The biography said Berry was president of the American Academy of Emergency Physicians and director of emergency services at Jones Memorial Hospital in Wellsville. He said he had "considerable experience in forensic investigations of aircraft accidents" and had "given many lectures on bio-ethics issues."
But in 1999, Berry was charged with two counts of second-degree forgery for allegedly signing the forged will of another physician, Dr. Andrew Colletta, who had died of an apparent heart attack. In May 2000, Berry pleaded guilty to disorderly conduct and was fined $250 and the forgery charges were dropped, according to local news reports.
On Sept. 28, 2001 - 10 days after the first anthrax letters were mailed - Berry applied for a patent on a "surveillance system and method for identifying chemical, biological or nuclear attacks." The patent was granted last March, according to U.S. Patent Office records.
Berry appears to have remained active as a speaker promoting his solutions to the bioterrorism threat.
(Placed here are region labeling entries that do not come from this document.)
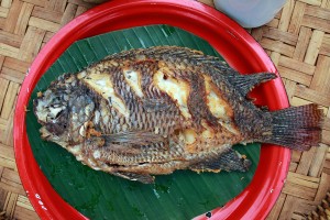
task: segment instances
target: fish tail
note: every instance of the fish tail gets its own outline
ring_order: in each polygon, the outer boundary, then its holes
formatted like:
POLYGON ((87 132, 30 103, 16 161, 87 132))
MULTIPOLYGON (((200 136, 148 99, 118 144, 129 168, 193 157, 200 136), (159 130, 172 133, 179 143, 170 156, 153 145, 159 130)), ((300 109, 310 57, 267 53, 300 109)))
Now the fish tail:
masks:
POLYGON ((317 105, 292 107, 271 114, 272 132, 265 142, 299 151, 319 144, 323 113, 317 105))

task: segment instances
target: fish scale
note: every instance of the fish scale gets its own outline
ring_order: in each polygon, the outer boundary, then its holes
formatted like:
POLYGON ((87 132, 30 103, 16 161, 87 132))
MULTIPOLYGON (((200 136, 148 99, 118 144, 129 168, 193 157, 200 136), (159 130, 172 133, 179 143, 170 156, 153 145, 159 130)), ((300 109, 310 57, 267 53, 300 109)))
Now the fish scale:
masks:
POLYGON ((250 161, 234 144, 308 150, 320 140, 316 105, 270 112, 246 98, 274 78, 241 75, 189 48, 139 48, 59 77, 34 100, 34 112, 43 139, 127 179, 150 184, 176 169, 245 172, 250 161), (68 101, 58 106, 58 99, 68 101))

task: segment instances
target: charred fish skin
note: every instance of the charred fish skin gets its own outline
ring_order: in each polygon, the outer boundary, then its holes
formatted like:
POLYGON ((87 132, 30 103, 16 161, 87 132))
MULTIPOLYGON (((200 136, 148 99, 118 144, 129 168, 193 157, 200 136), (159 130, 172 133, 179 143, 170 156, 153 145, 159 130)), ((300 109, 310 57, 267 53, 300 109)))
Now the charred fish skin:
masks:
POLYGON ((42 138, 78 161, 153 183, 176 169, 248 169, 231 150, 262 142, 308 150, 320 140, 316 105, 270 112, 246 98, 275 74, 240 75, 217 57, 176 46, 121 52, 64 75, 34 101, 42 138))

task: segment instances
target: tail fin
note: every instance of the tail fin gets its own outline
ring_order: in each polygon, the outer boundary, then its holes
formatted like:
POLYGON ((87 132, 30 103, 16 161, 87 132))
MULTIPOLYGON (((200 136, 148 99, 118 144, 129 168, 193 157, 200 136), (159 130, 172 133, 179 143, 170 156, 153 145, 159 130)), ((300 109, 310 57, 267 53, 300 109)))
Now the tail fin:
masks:
POLYGON ((321 139, 322 111, 317 105, 292 107, 272 112, 272 135, 265 142, 307 151, 321 139))

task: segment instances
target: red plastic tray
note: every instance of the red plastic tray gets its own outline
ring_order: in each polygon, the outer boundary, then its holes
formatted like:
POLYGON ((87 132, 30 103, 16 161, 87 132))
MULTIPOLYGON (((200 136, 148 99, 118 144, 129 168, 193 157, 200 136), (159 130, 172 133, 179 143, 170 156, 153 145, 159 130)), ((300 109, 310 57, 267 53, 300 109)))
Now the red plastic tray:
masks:
MULTIPOLYGON (((33 62, 19 94, 14 116, 14 151, 23 187, 42 219, 87 219, 66 204, 52 188, 35 162, 25 128, 25 107, 41 76, 75 41, 97 34, 148 24, 168 24, 189 31, 217 50, 241 73, 273 72, 274 64, 263 48, 234 21, 193 0, 114 0, 96 7, 65 25, 33 62)), ((288 107, 279 78, 253 96, 271 110, 288 107)), ((263 144, 251 184, 212 219, 264 219, 275 204, 288 172, 290 151, 263 144)), ((200 216, 196 219, 206 219, 200 216)))

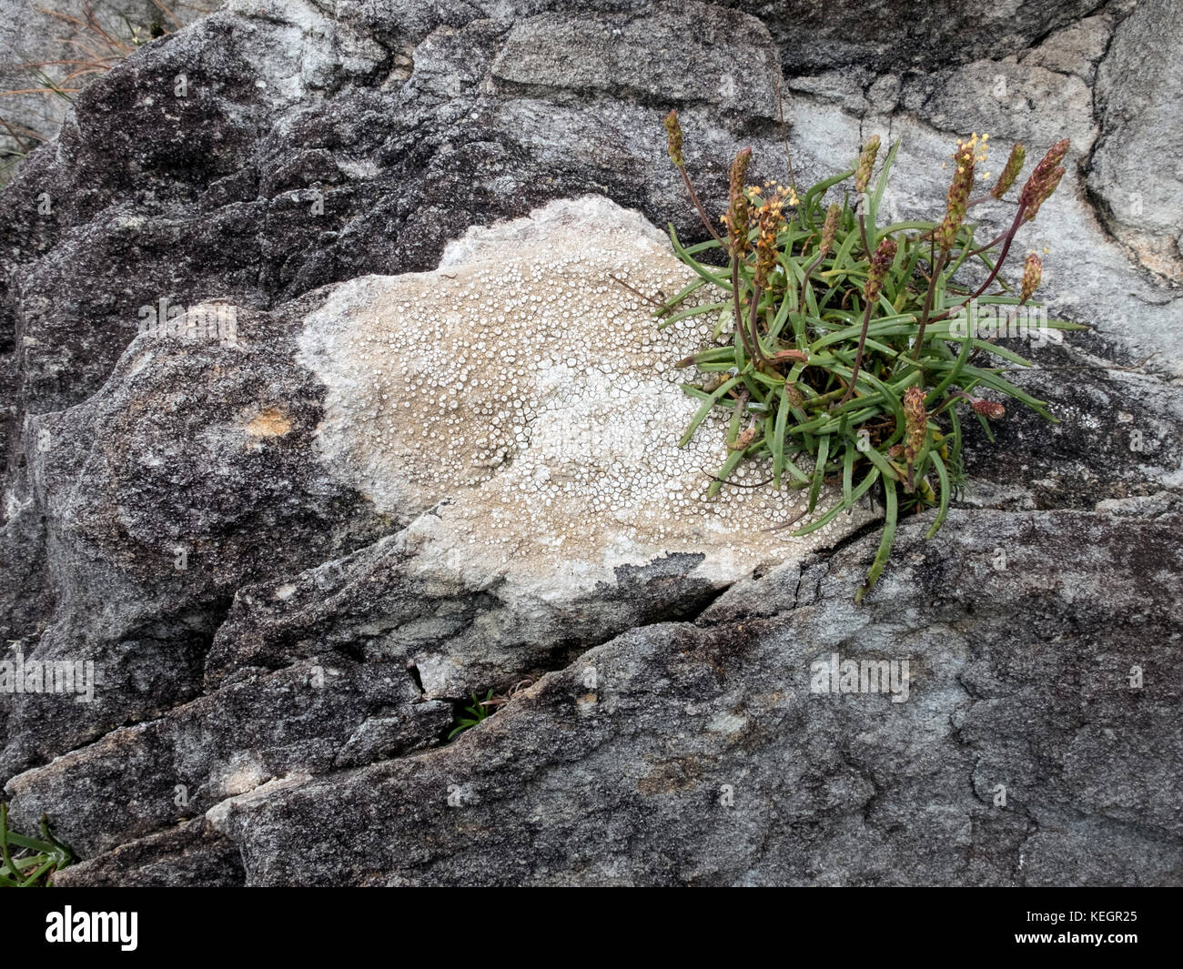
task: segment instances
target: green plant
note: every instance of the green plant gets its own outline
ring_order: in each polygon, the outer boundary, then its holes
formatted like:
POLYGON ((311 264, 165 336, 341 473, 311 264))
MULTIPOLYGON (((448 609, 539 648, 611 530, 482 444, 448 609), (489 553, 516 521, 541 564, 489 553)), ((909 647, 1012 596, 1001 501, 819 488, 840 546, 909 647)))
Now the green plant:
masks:
POLYGON ((0 887, 46 886, 50 877, 73 861, 70 848, 50 834, 49 819, 41 818, 41 836, 27 838, 8 831, 8 805, 0 801, 0 887))
MULTIPOLYGON (((675 112, 665 125, 670 156, 689 186, 675 112)), ((881 575, 901 516, 937 508, 929 537, 943 524, 951 495, 963 483, 958 407, 967 407, 994 439, 989 421, 1000 419, 1006 408, 974 396, 975 392, 1017 401, 1055 420, 1043 401, 1002 376, 1007 367, 982 358, 1030 366, 997 345, 993 335, 977 331, 983 311, 989 329, 1004 327, 1006 335, 1042 337, 1049 329, 1085 329, 1042 315, 1036 317, 1037 329, 1032 329, 1029 308, 1041 304, 1030 297, 1042 271, 1034 253, 1027 257, 1017 295, 1000 276, 1015 234, 1035 218, 1062 177, 1060 162, 1068 141, 1054 144, 1032 172, 1014 204, 1010 227, 981 245, 967 213, 1003 199, 1024 154, 1022 146, 1015 146, 991 192, 971 199, 987 138, 975 135, 958 142, 939 221, 879 226, 899 143, 872 185, 879 151, 874 137, 852 168, 800 198, 794 187, 749 186, 751 151, 743 149, 731 166, 729 206, 722 219, 726 238, 707 222, 693 192, 713 238, 683 246, 670 226, 674 252, 696 279, 654 316, 662 327, 700 314, 719 317, 717 345, 679 363, 696 367, 702 377, 681 385, 700 401, 681 444, 712 411, 729 414, 729 453, 712 476, 710 496, 745 460, 769 465, 764 485, 808 489, 806 515, 815 512, 823 483, 840 482, 841 498, 796 535, 816 531, 868 493, 880 497, 883 537, 855 601, 881 575), (853 183, 845 200, 827 206, 826 194, 848 179, 853 183), (704 260, 711 254, 725 257, 726 269, 704 260), (984 267, 984 282, 962 282, 970 264, 984 267), (991 292, 995 284, 1000 291, 991 292), (700 290, 711 296, 691 301, 700 290), (799 465, 802 457, 812 459, 812 466, 799 465)))
MULTIPOLYGON (((30 77, 28 86, 0 91, 0 97, 44 95, 72 104, 73 96, 82 90, 83 78, 111 70, 144 44, 163 37, 169 28, 182 26, 180 18, 163 0, 153 0, 153 4, 160 15, 147 27, 134 25, 123 14, 119 14, 122 27, 105 26, 89 2, 82 5, 80 17, 38 7, 38 13, 71 32, 70 37, 58 38, 57 41, 67 56, 38 62, 25 58, 19 67, 30 77), (169 27, 164 26, 166 19, 172 21, 169 27)), ((27 124, 6 117, 0 117, 0 128, 15 146, 0 149, 0 186, 4 186, 25 156, 45 141, 45 136, 27 124)))
POLYGON ((457 734, 463 734, 465 730, 472 729, 493 713, 492 687, 490 687, 489 692, 485 693, 485 698, 483 700, 477 699, 476 693, 470 693, 468 696, 472 698, 472 703, 465 706, 464 712, 457 717, 455 726, 452 729, 452 732, 447 735, 450 741, 457 734))

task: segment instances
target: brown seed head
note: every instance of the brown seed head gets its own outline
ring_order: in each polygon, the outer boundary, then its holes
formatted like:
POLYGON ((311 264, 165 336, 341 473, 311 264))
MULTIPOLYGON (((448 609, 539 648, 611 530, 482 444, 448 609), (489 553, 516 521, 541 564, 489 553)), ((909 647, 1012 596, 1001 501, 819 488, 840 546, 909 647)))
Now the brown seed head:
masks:
POLYGON ((1026 214, 1023 215, 1024 222, 1029 222, 1035 218, 1040 206, 1052 196, 1055 187, 1060 183, 1060 179, 1064 177, 1065 169, 1060 166, 1060 162, 1068 154, 1069 144, 1068 138, 1053 144, 1040 160, 1040 163, 1035 166, 1026 185, 1023 185, 1023 190, 1019 193, 1019 205, 1026 209, 1026 214))
POLYGON ((1042 278, 1043 264, 1034 252, 1027 253, 1027 261, 1023 264, 1023 284, 1019 295, 1020 303, 1026 303, 1035 295, 1042 278))
POLYGON ((751 149, 744 148, 736 154, 735 161, 731 162, 730 205, 725 221, 731 243, 731 254, 737 258, 742 257, 748 248, 748 220, 751 214, 751 204, 744 190, 744 179, 748 176, 750 161, 751 149))
POLYGON ((1010 149, 1010 157, 1007 159, 1007 163, 1002 168, 1002 174, 998 175, 997 183, 990 189, 990 194, 995 199, 1001 199, 1010 190, 1010 186, 1015 183, 1019 173, 1023 170, 1023 162, 1026 160, 1027 149, 1022 142, 1015 142, 1015 147, 1010 149))
POLYGON ((681 125, 678 123, 678 112, 671 111, 662 122, 666 128, 666 140, 670 144, 670 159, 679 168, 685 168, 686 159, 681 154, 681 125))
POLYGON ((929 415, 924 409, 924 390, 909 387, 904 392, 904 459, 912 464, 924 450, 929 434, 929 415))
POLYGON ((970 402, 970 407, 975 414, 981 414, 987 420, 1000 420, 1007 413, 1006 407, 993 400, 975 400, 970 402))
POLYGON ((871 185, 871 169, 875 167, 875 155, 879 154, 879 135, 872 135, 859 155, 859 166, 854 170, 854 190, 862 194, 871 185))
POLYGON ((842 207, 838 202, 830 202, 826 209, 826 222, 821 227, 821 254, 825 256, 834 247, 834 237, 838 234, 838 220, 842 214, 842 207))
POLYGON ((756 235, 756 270, 752 282, 759 290, 768 285, 769 273, 776 266, 776 241, 784 227, 787 198, 788 189, 777 189, 756 212, 759 232, 756 235))
POLYGON ((969 141, 958 141, 952 154, 957 169, 949 186, 949 202, 945 207, 945 219, 933 233, 942 252, 949 252, 957 239, 957 230, 965 221, 965 207, 974 188, 974 162, 977 161, 977 135, 969 141))
POLYGON ((883 288, 887 270, 896 259, 896 241, 891 237, 885 238, 871 257, 871 269, 867 270, 867 282, 862 285, 862 298, 867 304, 873 305, 879 299, 879 290, 883 288))

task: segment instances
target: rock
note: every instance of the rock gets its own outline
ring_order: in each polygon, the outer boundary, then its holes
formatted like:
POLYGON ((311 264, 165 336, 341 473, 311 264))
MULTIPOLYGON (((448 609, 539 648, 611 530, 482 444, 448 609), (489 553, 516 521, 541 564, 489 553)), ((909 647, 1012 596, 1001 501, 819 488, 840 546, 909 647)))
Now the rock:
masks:
POLYGON ((58 884, 1179 884, 1177 17, 955 6, 231 0, 90 84, 0 207, 0 661, 96 673, 0 693, 58 884), (791 540, 674 446, 670 108, 712 217, 782 109, 803 185, 900 140, 893 220, 958 135, 1073 140, 1017 245, 1091 330, 1010 347, 1061 421, 965 421, 862 608, 873 508, 791 540))
POLYGON ((1183 66, 1176 4, 1139 4, 1113 32, 1097 76, 1101 134, 1088 173, 1106 228, 1148 269, 1183 282, 1183 172, 1170 149, 1183 66))
POLYGON ((57 135, 71 91, 220 2, 187 0, 166 11, 151 0, 58 0, 51 8, 32 0, 0 1, 0 108, 9 125, 0 131, 0 153, 13 153, 0 161, 0 183, 15 174, 21 156, 57 135))
POLYGON ((1177 883, 1179 627, 1145 605, 1177 510, 926 524, 866 609, 873 536, 625 633, 442 750, 208 820, 252 885, 1177 883), (906 659, 906 700, 814 692, 832 653, 906 659))

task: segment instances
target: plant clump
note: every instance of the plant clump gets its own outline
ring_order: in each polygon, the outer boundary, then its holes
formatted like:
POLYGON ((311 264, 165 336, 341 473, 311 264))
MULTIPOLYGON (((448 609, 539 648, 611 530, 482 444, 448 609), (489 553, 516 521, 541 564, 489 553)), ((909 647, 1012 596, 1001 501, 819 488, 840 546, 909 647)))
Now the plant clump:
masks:
POLYGON ((989 422, 1000 420, 1006 407, 978 394, 1016 401, 1055 420, 1043 401, 1003 376, 1008 367, 1030 363, 997 341, 1082 329, 1036 312, 1040 304, 1032 297, 1042 263, 1034 252, 1017 292, 1002 274, 1015 235, 1065 174, 1068 141, 1053 144, 1035 166, 1013 204, 1010 226, 984 244, 969 212, 1004 201, 1023 167, 1022 144, 1014 146, 989 193, 972 198, 989 136, 959 141, 939 220, 884 226, 878 217, 898 142, 878 179, 880 143, 874 136, 848 170, 800 198, 795 187, 749 185, 751 150, 744 148, 731 164, 722 218, 726 235, 720 238, 686 172, 675 112, 666 116, 665 128, 670 156, 712 238, 684 246, 670 226, 674 252, 696 279, 654 316, 662 327, 699 314, 719 317, 716 345, 679 364, 700 374, 681 385, 699 401, 681 444, 712 411, 730 415, 726 458, 712 476, 710 496, 729 484, 742 461, 769 463, 765 485, 808 489, 806 515, 817 512, 823 483, 840 483, 841 498, 796 535, 823 528, 865 496, 880 498, 884 530, 855 596, 861 600, 887 563, 901 516, 936 508, 929 537, 943 524, 964 480, 963 413, 993 440, 989 422), (852 179, 845 199, 827 206, 827 193, 852 179), (719 257, 725 269, 710 261, 719 257), (982 267, 984 282, 964 282, 972 265, 982 267), (691 297, 699 290, 720 298, 696 304, 691 297), (987 324, 980 327, 982 316, 987 324), (967 409, 959 412, 962 407, 967 409))
POLYGON ((18 834, 8 829, 8 805, 0 801, 0 887, 44 887, 72 861, 70 848, 50 834, 47 818, 41 818, 40 838, 18 834))

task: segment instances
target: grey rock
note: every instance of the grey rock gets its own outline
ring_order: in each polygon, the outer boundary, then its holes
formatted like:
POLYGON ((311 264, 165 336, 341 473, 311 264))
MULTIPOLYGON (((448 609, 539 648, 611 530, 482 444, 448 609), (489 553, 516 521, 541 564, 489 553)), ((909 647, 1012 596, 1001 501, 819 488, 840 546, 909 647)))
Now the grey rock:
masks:
POLYGON ((1177 513, 926 524, 866 609, 873 536, 736 593, 771 615, 631 631, 442 750, 208 820, 258 885, 1178 884, 1177 513), (833 652, 909 659, 906 702, 813 692, 833 652))
POLYGON ((1179 43, 1177 4, 1139 4, 1117 26, 1097 76, 1101 135, 1088 173, 1110 232, 1176 285, 1183 282, 1183 170, 1166 146, 1178 131, 1183 66, 1172 51, 1179 43))
POLYGON ((1183 884, 1177 33, 1165 0, 231 0, 98 77, 0 206, 0 659, 101 686, 0 695, 15 822, 84 859, 58 884, 1183 884), (1028 170, 1071 135, 1020 244, 1092 329, 1014 348, 1061 422, 965 421, 957 508, 862 608, 871 512, 582 582, 468 554, 480 486, 407 487, 440 465, 390 473, 348 406, 370 310, 555 200, 704 238, 661 116, 717 215, 737 147, 787 177, 778 92, 802 183, 901 138, 892 219, 940 209, 957 135, 1028 170), (243 340, 137 336, 162 298, 243 340), (814 695, 834 652, 909 658, 907 700, 814 695))

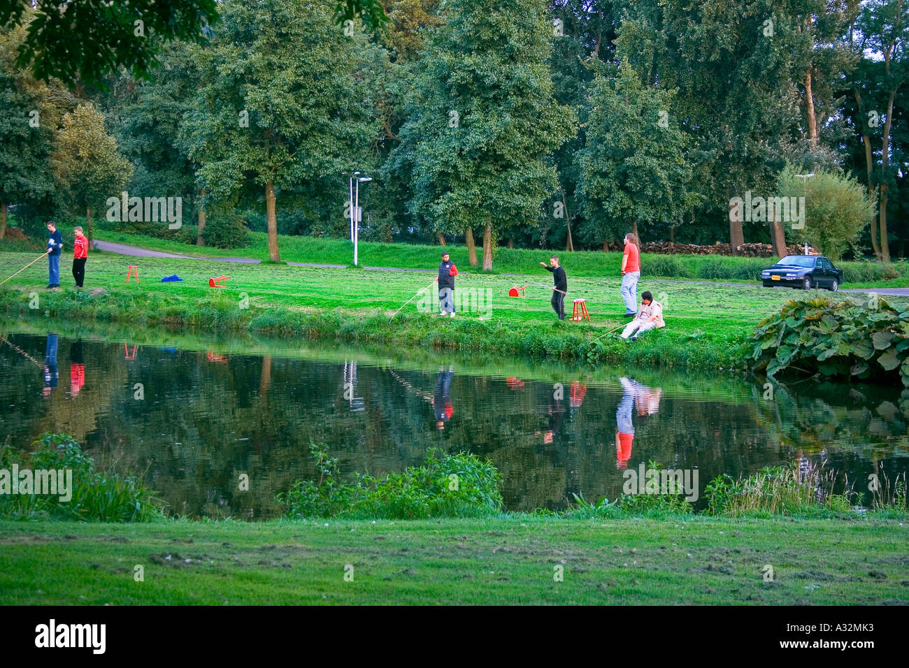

Posted on his Web site is a June 2004 slide-illustrated lecture he gave in Gothenburg, Sweden, proposing an international project to combat bioterror.
Nothing on the Web site indicates whether Berry has ever worked directly with anthrax in a laboratory. The Ames strain of anthrax used in the attacks was originally identified by Army researchers at Fort Detrick in 1981, where it became the favored strain for testing vaccines. Since then it has been shared with at least a score of labs in the United States and overseas.
Sun staff writer Scott Shane, and David G. Savage of the Los Angeles Times, a Tribune Publishing newspaper, and the New York Times News Service contributed to this article.